3.2.2. Install the adjustable battery holder to the belly
Bend the hinge L of the battery holder to 90 degrees, close to the wall. It functions as a switch. Insert the long screw E through the rivet so that you can better handle the rivet. Insert and push the rivet into the hole on the bottom of the battery holder. Pay attention to the holes’ locations.
The spring attached structure of the battery holder is used for shifting the center of mass when fine-tuning gaits.
The battery holder is generic for AA (1.5V) batteries. But Nybble uses 3.7V Li-ion batteries.
3.2.3. Assemble the body group
Pay attention to the long pins of the infrared receiver and FTDI port. They are designed to be bent in favorable directions. Don’t bend the pins too often or it will lead to metal fatigue. Observe the adjusted configuration if you want to mount a Pi.
The spine piece may be thicker than the slot on the shoulder. You can insert it from the outside first to compress the tip and widen the slot, then insert it to the inside of the shoulder.
3.3.1. Part list
3.3.2. Attach the rubber to the tip of the shank.
The serrated structure on the tip of the shank is already good for walking. The rubber toe is optional to increase friction and soften each step.
3.3.3. Insert the servo into the slot on the shank.

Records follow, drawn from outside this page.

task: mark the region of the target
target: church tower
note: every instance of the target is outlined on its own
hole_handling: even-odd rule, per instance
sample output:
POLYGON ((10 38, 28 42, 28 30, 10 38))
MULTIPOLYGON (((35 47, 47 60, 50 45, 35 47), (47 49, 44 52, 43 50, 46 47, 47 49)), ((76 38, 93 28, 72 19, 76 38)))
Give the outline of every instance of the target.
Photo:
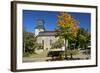
POLYGON ((45 30, 44 28, 44 20, 43 19, 37 19, 36 22, 36 28, 35 28, 35 36, 39 34, 39 32, 42 32, 45 30))

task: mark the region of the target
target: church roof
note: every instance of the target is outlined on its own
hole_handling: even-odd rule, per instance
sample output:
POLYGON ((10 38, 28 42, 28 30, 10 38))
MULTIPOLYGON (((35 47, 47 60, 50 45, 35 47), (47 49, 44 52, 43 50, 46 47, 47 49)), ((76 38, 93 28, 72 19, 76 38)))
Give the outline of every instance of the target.
POLYGON ((56 32, 55 31, 44 31, 44 32, 39 32, 38 36, 55 36, 56 32))

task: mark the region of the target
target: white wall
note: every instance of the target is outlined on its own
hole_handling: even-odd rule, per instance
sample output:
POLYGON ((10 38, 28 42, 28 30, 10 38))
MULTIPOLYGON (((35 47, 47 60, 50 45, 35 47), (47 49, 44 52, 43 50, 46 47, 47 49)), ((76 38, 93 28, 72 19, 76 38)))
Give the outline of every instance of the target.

Pay attention to the direction that the wire is twisted. The small dent on the long edge is designed to let the wire go through. Think about the symmetry of the four legs. Assemble the shank as shown in the shank animation.
DO NOT install the servo screw A yet.
3.4.1. Part list
In later versions, we will use plastic pieces for thigh2.
3.4.2. Trim the servo arms for attaching servos.
The location has been shown in the Head and Neck section. The trimmed narrower servo arm is designed to be inserted into spring F.
3.4.3. Assemble the thigh.
Before closing thigh1 and thigh2, put the wire of the shank through the slot in the middle of the thigh. Think about the symmetry of the four legs.
The servo arm should be able to slide in the track on thigh2 with subtle friction after thigh1 and thigh2 are screwed together. You can tune the tightness of screw C to achieve proper friction. If you need more control over the tightness:
Scratch the track using a flat screwdriver to reduce friction.
Apply a little paper glue to the track and let dry to increase friction.
DO NOT screw neck and legs to the body’s servos yet.
3.5.1. Part list
3.5.2. Assemble the tail.
The screw D is installed in the third hole counted from the center of the servo arm K. Pay attention to the order that every piece is stacked. The wheel (tail2) should be able to rotate with little friction, and the whole tail should be able to tilt by a small degree.